I don't remember much. I hardly remember her face nor the cadence in her voice when she spelled out every syllable of my name. But the little things bring her back from the dead. The little things make it feel like she is here with me.
Now, while I'm eating our leftover boiled slices of yam with generously sprinkled groundnut oil, she rears her beautiful head back from the dead and sits with me. It is her who taught me that a woman is never stranded. As long as she has got a few leftovers, some oil, some salt, some seasoning, some pepper, a woman can never be stranded. Her machinations featured a wide array of concoctions, concotion rice, concotion spaghetti, palm oil spaghetti, yam and groundnut oil, not because my mother could not cook the important expensive delicacies, but because when all is spent, and a mother is left alone with her five kids, she must feed them, some way somehow.
She comes alive when I am in the kitchen, frying my first perfect akara. I remember watching her take these same steps, her akara balls a bit bigger than mine. It was one of the things we loved about eating her food. We always ate to our fill.
Even when our neighbours and well-meaning relatives would sneer and scoff saying, "You're spoiling these children. You're expanding their tummies," my mother paid them no heed because what did they know about being a mother? What did they know about her kids?
Of course, if she had been blessed with the gift of sight, if she had known that she wouldn't always be here to spoil us and expand our stomachs, maybe she would have reduced our portions a bit? Maybe she would have prepared us for the difficult life that laid ahead?

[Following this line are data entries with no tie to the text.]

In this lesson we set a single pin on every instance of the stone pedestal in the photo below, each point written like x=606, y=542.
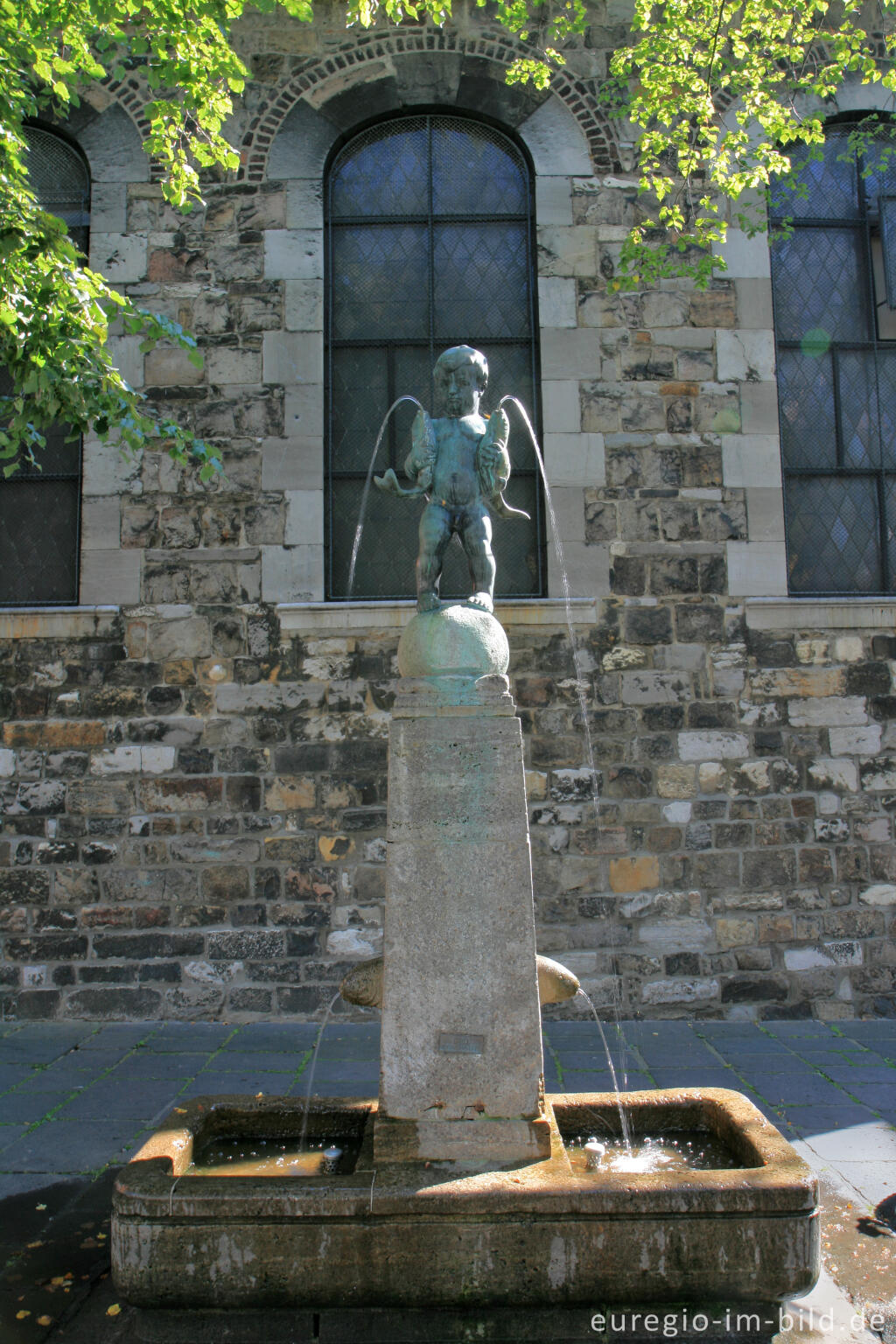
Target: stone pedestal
x=461, y=1040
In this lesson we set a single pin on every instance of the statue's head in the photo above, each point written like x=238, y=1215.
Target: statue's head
x=461, y=376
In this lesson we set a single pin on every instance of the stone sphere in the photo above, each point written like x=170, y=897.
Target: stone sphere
x=453, y=641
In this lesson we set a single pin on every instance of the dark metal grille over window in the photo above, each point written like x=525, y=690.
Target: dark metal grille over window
x=833, y=286
x=429, y=245
x=40, y=509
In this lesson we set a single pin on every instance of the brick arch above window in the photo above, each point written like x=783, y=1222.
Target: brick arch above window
x=378, y=74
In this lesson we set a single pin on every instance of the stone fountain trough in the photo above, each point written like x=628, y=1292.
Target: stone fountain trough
x=456, y=1190
x=436, y=1234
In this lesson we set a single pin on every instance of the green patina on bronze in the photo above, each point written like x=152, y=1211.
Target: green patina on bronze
x=459, y=463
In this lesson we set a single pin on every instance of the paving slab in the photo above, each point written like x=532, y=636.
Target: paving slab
x=875, y=1141
x=266, y=1062
x=147, y=1066
x=29, y=1106
x=875, y=1180
x=75, y=1145
x=821, y=1120
x=175, y=1037
x=14, y=1074
x=845, y=1138
x=118, y=1035
x=112, y=1101
x=273, y=1035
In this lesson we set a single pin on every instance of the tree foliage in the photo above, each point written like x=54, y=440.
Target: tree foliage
x=717, y=92
x=724, y=95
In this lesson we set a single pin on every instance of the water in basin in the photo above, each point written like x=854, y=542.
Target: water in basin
x=240, y=1155
x=677, y=1151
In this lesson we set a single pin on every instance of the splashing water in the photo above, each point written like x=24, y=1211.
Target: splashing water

But then again, maybe she wouldn't have. Maybe she knew that everytime we stepped into our new kitchens and cooked with our new washed up pots, every time we dodged the hot akara oil from splashing on our skins, every time we sprinkled cold groundnut oil on our yams, every time we made toast bread and ginger tea for ourselves on the rainy days as she always did, every time we scraped and ate the burnt part of the jollof pot, her favourite, every time, we would remember her. Maybe in spoiling us and expanding our stomachs, my mother created a never-dying portal, for her to always stretch out her hands and touch her kids again, hold them and watch them eat as she loved doing.